The Senate initially voted 54-46 to support admission of witnesses, with Republican senators Susan Collins, Lisa Murkowski, Mitt Romney, and Ben Sasse joining the Democrats. (It’s a key shift from the first Trump impeachment trial, where Republicans blocked additional evidence.) Subsequently, Lindsey Graham, who had been warning he would call many witnesses — including Vice-President Kamala Harris — if the door was opened to new evidence, switched his vote to favor the motion, perhaps to reinforce his earlier threat.
After the vote, Chuck Schumer issued a quorum call, the usual way for the Senate to buy time to figure out next steps. But whatever happens next the decision to open the door the witnesses will slow down the trial’s conclusion, perhaps by days. The trial’s organizing resolution makes it clear that depositions and discovery are required if witnesses are called:
If the Senate agrees to allow either the House of Representatives or the former President to subpoena witnesses, the witnesses shall first be deposed and the parties shall be allowed other appropriate discovery. The Senate shall decide after deposition and other appropriate discovery which, if any, witnesses shall testify, pursuant to the Rules of Impeachment. No testimony shall be admissible in the Senate unless the parties have had the opportunity to depose such witnesses and to conduct other appropriate discovery.

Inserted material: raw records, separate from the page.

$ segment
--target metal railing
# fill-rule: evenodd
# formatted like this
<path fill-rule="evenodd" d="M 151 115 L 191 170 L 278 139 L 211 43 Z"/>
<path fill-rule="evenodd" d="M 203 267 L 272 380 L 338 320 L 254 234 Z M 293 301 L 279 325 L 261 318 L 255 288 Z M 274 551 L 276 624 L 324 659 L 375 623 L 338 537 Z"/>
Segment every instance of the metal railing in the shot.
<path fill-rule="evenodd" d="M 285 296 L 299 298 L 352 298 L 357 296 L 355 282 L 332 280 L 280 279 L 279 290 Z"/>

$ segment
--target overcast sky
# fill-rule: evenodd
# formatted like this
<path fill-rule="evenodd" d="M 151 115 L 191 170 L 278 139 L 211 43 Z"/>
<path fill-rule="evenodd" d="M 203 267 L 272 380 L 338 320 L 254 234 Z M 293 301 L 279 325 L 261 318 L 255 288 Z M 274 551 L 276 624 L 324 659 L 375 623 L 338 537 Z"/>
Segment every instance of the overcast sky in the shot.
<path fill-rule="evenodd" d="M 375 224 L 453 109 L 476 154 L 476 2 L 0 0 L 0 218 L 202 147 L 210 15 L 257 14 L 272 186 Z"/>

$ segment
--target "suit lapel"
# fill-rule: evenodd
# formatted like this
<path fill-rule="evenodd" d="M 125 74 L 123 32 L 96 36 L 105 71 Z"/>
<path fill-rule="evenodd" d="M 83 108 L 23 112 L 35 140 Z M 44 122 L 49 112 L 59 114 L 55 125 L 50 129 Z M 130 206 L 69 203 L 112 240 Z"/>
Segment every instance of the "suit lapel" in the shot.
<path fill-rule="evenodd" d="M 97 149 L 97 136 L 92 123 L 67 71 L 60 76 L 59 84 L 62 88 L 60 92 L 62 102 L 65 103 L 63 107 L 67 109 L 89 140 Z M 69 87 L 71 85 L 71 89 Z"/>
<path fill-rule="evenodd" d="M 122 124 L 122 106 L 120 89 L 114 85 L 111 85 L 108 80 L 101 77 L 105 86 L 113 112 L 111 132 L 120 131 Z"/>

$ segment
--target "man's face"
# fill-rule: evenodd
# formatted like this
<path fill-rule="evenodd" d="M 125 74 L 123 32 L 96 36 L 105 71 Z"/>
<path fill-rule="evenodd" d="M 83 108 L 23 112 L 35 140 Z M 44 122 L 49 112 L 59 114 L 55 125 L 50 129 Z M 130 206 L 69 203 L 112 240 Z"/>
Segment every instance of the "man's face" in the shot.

Although the Senate has now approved calling witnesses generally, individual witness calls will each require a majority vote from the Senate, unless there’s some sort of bipartisan deal. Perhaps some agreement will let the trial conclude in a timely matter, but Saturday morning’s developments threw quite a curveball. The big news before Raskin’s announcement was that Mitch McConnell was telling friends he would vote for acquittal today. Bill Cassidy of Louisiana, who voted earlier in the week to allow the trial to continue, also seemed to have flipped back to support for acquittal. Now the preordained conclusion has been delayed if not changed.